I did squats for high reps today.

155 pounds.

----------


## swolehead

not in my maxing phase yet stI'll doing tripple but making good progress this cycle each working set of tripple contantly up 10 or 20 pounds per week right now at 345 bench for 3 425 squat for 3 545 deadlift for 3

----------


## Nubster

260# 39 years old. Been back lifting two months after 8 year off. Hit 400 on the bench this past Sunday. Haven't squatted or deadlifted much due to herniated disc in my back (no pain, just scared) but now I'm hooked up with a legit group of lifters that are going to help me work with that injury and start doing those lifts. My ultimate goal is 500 bench and I'd be happy as hell to hit 500 in the dead and squat for a 1500 total and maybe mess around in some submaster class comps, even though I know that total would get smashed.

----------


## swolehead

> 260# 39 years old. Been back lifting two months after 8 year off. Hit 400 on the bench this past Sunday. Haven't squatted or deadlifted much due to herniated disc in my back (no pain, just scared) but now I'm hooked up with a legit group of lifters that are going to help me work with that injury and start doing those lifts. My ultimate goal is 500 bench and I'd be happy as hell to hit 500 in the dead and squat for a 1500 total and maybe mess around in some submaster class comps, even though I know that total would get smashed.

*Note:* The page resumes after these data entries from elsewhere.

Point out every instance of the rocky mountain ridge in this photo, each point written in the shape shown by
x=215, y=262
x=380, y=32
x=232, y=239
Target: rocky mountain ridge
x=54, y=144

I bet your squat abd deadlift will be higher after you break that mental barrier

----------


## Docd187123

I have 18 days until I get a platform total.

----------


## The Deadlifting Dog

> I have 18 days until I get a platform total.


2 months for me.

----------


## Docd187123

> 2 months for me.


Peaking now?

----------


## Khazima

> I have 18 days until I get a platform total.





> 2 months for me.


9 Days here.

----------


## Docd187123

> 9 Days here.


Good luck man!

----------


## Khazima

> Good luck man!


Cheers brother, you too!

----------


## swolehead

good luck guys any ideas for your openers and what you wana walk out with for final lifts

----------


## qscgugcsq

> good luck guys any ideas for your openers and what you wana walk out with for final lifts


I did a squat PR monday and friday I have 315 to do for the bench and probably will get it.

So with GYM PR
405 squat
305 bench(until friday)
500 deadlift

I guess my first attemp would be
385 Squat
300 bench
485 deadlift

Second would be my actual PR
405
315
500

And final lift depends on how it goes...
If they were easy i would try +10-20lbs
If hard 5-10lbs.

It is just my estimatation I havent done my first comp yet so im not experimented.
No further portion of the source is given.